To deploy AI we first must collect lots of data across the factory floor – all the typical data we would normally use for inspections (Ex: machined part tolerances, chip diagnostics), plus less obvious data (relative humidity, air temperature, power line noise, floor and/or machine vibration, acoustical data, solder source, part images, etc). Parts failures are also tracked. The data is then analyzed, and AI algorithms used to predict when parts will fail. For example, it could be determined surface-mount chips will develop solder cracks whenever the solder temperature is at the highest temperature band, the air pressure is low, and a nearby drill press is generating excessive floor vibration.  With this knowledge, these parts can be rejected (and corrective measures taken) before they are fully assembled.  Predictive maintenance is very similar – except here the algorithms are analyzing the manufacturing floor equipment and for the above example, would predict that the drill bit in the drill press needs replaced before excessive vibrations cause part failures and a temporary factory disruption.

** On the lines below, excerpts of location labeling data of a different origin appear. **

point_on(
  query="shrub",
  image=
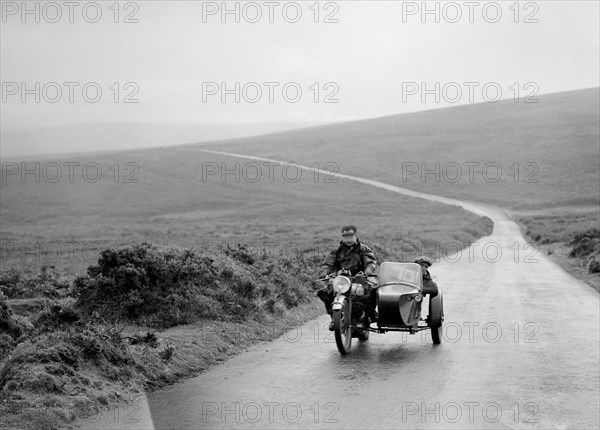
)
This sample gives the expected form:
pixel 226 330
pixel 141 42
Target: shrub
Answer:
pixel 585 243
pixel 165 286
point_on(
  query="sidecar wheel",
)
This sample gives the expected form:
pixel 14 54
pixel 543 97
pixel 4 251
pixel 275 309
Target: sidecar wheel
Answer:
pixel 436 318
pixel 342 330
pixel 364 332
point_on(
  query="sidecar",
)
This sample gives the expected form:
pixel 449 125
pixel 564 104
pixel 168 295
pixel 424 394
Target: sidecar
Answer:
pixel 399 300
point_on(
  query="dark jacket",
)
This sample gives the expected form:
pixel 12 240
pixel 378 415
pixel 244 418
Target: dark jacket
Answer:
pixel 355 258
pixel 429 286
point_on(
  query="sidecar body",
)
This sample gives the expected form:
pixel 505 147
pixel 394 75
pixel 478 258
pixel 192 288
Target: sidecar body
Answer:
pixel 400 297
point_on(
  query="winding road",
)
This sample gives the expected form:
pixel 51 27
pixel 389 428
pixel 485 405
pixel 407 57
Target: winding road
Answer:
pixel 520 350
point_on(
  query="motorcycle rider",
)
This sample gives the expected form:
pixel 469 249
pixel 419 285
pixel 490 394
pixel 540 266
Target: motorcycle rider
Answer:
pixel 429 286
pixel 351 256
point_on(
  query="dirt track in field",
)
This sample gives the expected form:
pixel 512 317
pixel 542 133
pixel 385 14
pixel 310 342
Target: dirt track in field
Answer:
pixel 520 350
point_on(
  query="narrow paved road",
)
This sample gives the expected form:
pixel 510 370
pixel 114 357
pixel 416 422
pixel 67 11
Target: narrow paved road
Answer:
pixel 520 350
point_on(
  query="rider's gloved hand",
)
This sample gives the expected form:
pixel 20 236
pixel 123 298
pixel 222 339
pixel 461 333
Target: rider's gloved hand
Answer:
pixel 369 271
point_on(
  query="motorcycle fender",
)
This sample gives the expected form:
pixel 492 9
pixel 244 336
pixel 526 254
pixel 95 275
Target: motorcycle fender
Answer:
pixel 338 304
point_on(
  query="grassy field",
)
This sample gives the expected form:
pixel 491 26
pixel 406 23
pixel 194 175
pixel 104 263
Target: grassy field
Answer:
pixel 210 203
pixel 67 354
pixel 570 238
pixel 548 153
pixel 65 224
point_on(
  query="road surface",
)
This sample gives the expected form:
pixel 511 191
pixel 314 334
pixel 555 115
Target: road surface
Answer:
pixel 520 350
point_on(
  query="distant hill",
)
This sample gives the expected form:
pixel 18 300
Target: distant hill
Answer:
pixel 88 137
pixel 559 137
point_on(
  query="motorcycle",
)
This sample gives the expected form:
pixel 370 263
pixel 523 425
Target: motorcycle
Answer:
pixel 399 296
pixel 350 319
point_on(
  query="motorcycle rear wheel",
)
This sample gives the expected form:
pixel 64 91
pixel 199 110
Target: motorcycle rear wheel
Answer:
pixel 342 329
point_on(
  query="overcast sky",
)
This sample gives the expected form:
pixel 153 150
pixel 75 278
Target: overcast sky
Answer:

Smart Factory is very similar to ADAS/AD development in that both are AI-dependent and rely on large amounts of data to power the process of training and continuously refining AI algorithms. Though Smart Factories don’t generate data at the magnitude of ADAS/AD, they can still generate petabytes of data when imaging data is collected. Surface-mount chip installation is one example where imaging is used to track precise chip alignment, which directly impacts quality. 

So factory data centers are already expected to grow in size. Now add hundreds of thousands of  connected vehicles, each on the road streaming data back to the factory across 5G, 24×7 and it’s obvious that total data is going to grow. For the Smart Factory, that telemetry can be used to extend predictive quality to the vehicle. Again, storage requirements grow. So it’s no surprise that the survey indicated that a future-proof data center is also important. No one wants to invest in massive amounts of infrastructure today, and then realize later that it doesn’t scale – forcing a fork-lift upgrade a few years later. This is why the industry is looking for an infrastructure architecture that is future-proof – that can adapt and grow with the data. 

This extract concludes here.